# K5 Blazer Plowing in Ohio weekend storm/last min. maint pics



## snowpoe (Nov 23, 2005)

Pics of it apart in my drive at 2pm fri. Got it going & got a late start fri evening

I crawled under truck on Thur at 530pm to check everything out only to find that both axle steering u joints needed changed & the front drive shaft u joint. I worked on i till 11:30 then up sat .to finish it up .I took the shafts to a local place at 9am to have them put in the new joints(to much of a pain for me to deal with)& did not get them back till 2pm Yikes
The snow was heavy by then & made it a real pain to get it back to gether.Lost parts in snow & wrenches:crying: what a day. Got it together around 5pm & went plowing till 7 am sat. then 3 hrs sleep & plowed another 20hrs & 3 more hrs sleep & plowed another 19hrs & 4 hrs sleep & finished up on Mon.
During all that plow I ended up getting different tires put on, a chain bolt broke,then plow would not raise very far so I changed the lift ram & packing(thinking that the bad seal was letting air bubbles in.) but that did not do it so I put a extra pump I had in and was back in action.
After it was all said and done 20hrs working on Blazer:realmad: & 45+hrs plowing

The blazer is a plowing beast & does great on driveways Very tight turning radius.


----------



## nicksplowing (Oct 5, 2005)

*LOOKS LIKE YA HAD SOME ISSUES THERE THAT SUCKS BEEN THERE BEFORE MYSELF.......HOPEFULLY WITH ALL THAT SNOW YOU MADE UP FOR THE BREAKDOWN.....TY FOR THE PICS*


----------



## Mark13 (Dec 3, 2006)

Nice pictures, looks like you got some good snow.

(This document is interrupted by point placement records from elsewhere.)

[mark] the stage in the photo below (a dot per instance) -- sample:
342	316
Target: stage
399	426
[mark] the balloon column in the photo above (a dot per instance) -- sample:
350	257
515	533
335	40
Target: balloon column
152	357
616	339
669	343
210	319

I could never work on a project like that out in the cold and snow. I've gotten to used to our heated shed.


----------



## snowpoe (Nov 23, 2005)

More pics Also put a pic in of my . girl friend that road with me the whole time & did alot of the shoveling .The snow was 20 inches at some places but that did not stop her little 100 Lb. butt from shoveling 1000 Lbs. of snow from the walks & garage doors, What a trooper:salute: I know I could not ride with someone for 45+ hrs plowing bouncing around + the time waiting in the truck & house while wrenching to do the repairs


----------



## ram4x443015 (Jun 19, 2003)

love the last pix


----------



## riverwalkland (Dec 26, 2007)

if the door is like that, what was the original one like??


----------



## KGRlandscapeing (May 2, 2007)

riverwalkland;544426 said:


> if the door is like that, what was the original one like??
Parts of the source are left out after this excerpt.